Amateurs are volunteering themselves and their drones en masse after the Ukrainian government invited them to fight for the country last week. “Kyiv needs you and your drone,” said a Facebook post on the official page of the Ukrainian army.
Experienced users of drones are invited to participate in the tasks with the “112th unit of the Kyiv Separate Brigade”. People who don’t want to compete can also donate their drones. According to DroneDJ, more and more evidence is emerging that drones from outside Ukraine are also provided by both individuals and government agencies.
Also from the outside
Last Thursday, companies from Latvia have already delivered about 90 drones to the besieged country.

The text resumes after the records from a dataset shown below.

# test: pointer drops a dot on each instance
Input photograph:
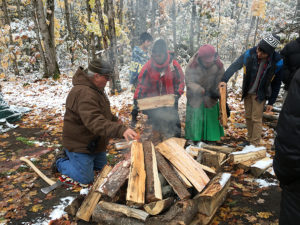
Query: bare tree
(7, 21)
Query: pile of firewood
(134, 190)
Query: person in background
(88, 124)
(286, 162)
(162, 75)
(262, 79)
(202, 76)
(139, 57)
(291, 62)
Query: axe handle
(43, 176)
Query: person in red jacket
(162, 75)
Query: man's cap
(269, 43)
(101, 67)
(160, 46)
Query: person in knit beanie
(261, 83)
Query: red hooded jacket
(155, 79)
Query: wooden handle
(43, 176)
(223, 106)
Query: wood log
(89, 204)
(156, 102)
(169, 174)
(214, 195)
(248, 153)
(107, 217)
(261, 166)
(153, 186)
(129, 212)
(115, 179)
(224, 149)
(184, 163)
(223, 113)
(182, 178)
(155, 208)
(137, 176)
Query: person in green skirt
(202, 76)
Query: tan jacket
(202, 84)
(88, 121)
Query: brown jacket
(88, 121)
(202, 84)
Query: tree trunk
(91, 38)
(70, 34)
(50, 54)
(174, 26)
(101, 23)
(192, 27)
(7, 21)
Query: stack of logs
(131, 191)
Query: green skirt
(203, 123)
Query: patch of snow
(249, 148)
(224, 178)
(264, 183)
(263, 164)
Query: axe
(52, 183)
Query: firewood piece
(248, 153)
(168, 173)
(214, 195)
(224, 149)
(137, 176)
(115, 179)
(184, 163)
(156, 102)
(182, 178)
(89, 204)
(261, 166)
(153, 186)
(223, 113)
(182, 212)
(155, 208)
(129, 212)
(103, 216)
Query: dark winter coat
(291, 61)
(270, 81)
(88, 121)
(287, 155)
(202, 84)
(155, 80)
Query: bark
(49, 49)
(7, 21)
(192, 27)
(91, 38)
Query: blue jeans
(80, 166)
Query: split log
(137, 176)
(224, 149)
(214, 195)
(156, 102)
(89, 204)
(129, 212)
(153, 186)
(103, 216)
(155, 208)
(248, 153)
(182, 212)
(190, 168)
(261, 166)
(115, 179)
(169, 174)
(223, 113)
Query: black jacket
(270, 82)
(287, 142)
(291, 61)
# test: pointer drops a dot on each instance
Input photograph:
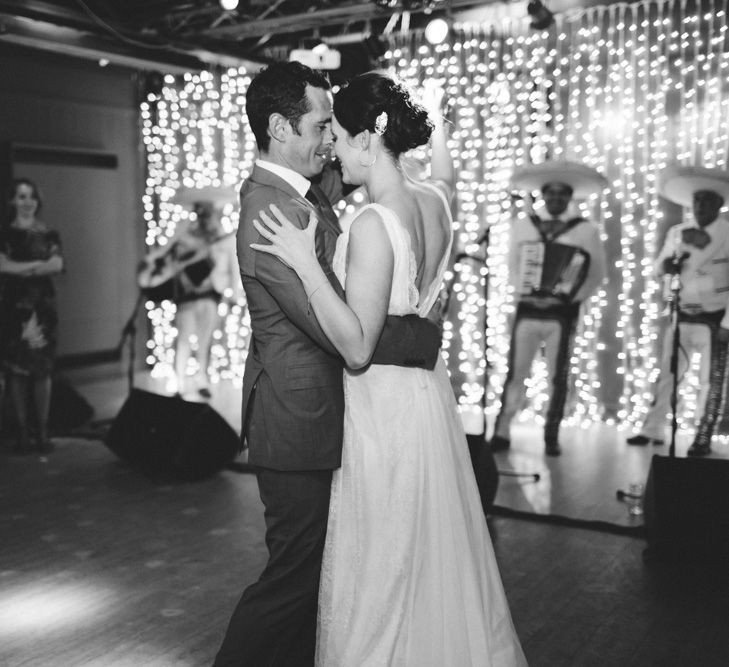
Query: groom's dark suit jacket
(293, 403)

There are also more and more messages on Twitter from individuals and companies who buy drones in Europe and send them to Ukraine. Romeo Dorscher, Vice President of Drone Company Auterion, said in a tweet For example, he sent some drones to Kyiv.
The delivered drones are used to monitor the movements of Russian troops. In doing so, GPS data and other things are transmitted to the Ukrainian forces. Some drones are also equipped with night and temperature sensors, so they can also be used at night.
easy to detect
Drones cannot actually be used as weapons because they are so small. However, rumors circulate on Reddit that the drones are being used to “throw Molotov cocktails and grenades at the Russians.” However, this has not yet been confirmed. Commercial drones have been used as weapons in conflict areas in the past.
Some drones will also be easy to spot. For example, DJI, Ukraine’s largest supplier of commercial drones, offers a tool that will likely make it easier to locate an inexperienced operator. The tool, AeroScope, is designed to give authorities the ability to detect drones flying in restricted airspace. It can also be accessed by Russian and Ukrainian authorities.
However, according to Ukrainian UAV experts, AeroScope can be circumvented. However, there is a risk that Russian forces will shoot at the location of the pilot of a drone. Australian drone expert Mike Monnick told The Associated Press that Russian forces are actively discussing on Telegram how to track down the drones. “The risks to citizens using drones remain significant,” Monique says. Locating the pilot could trigger a homing missile.”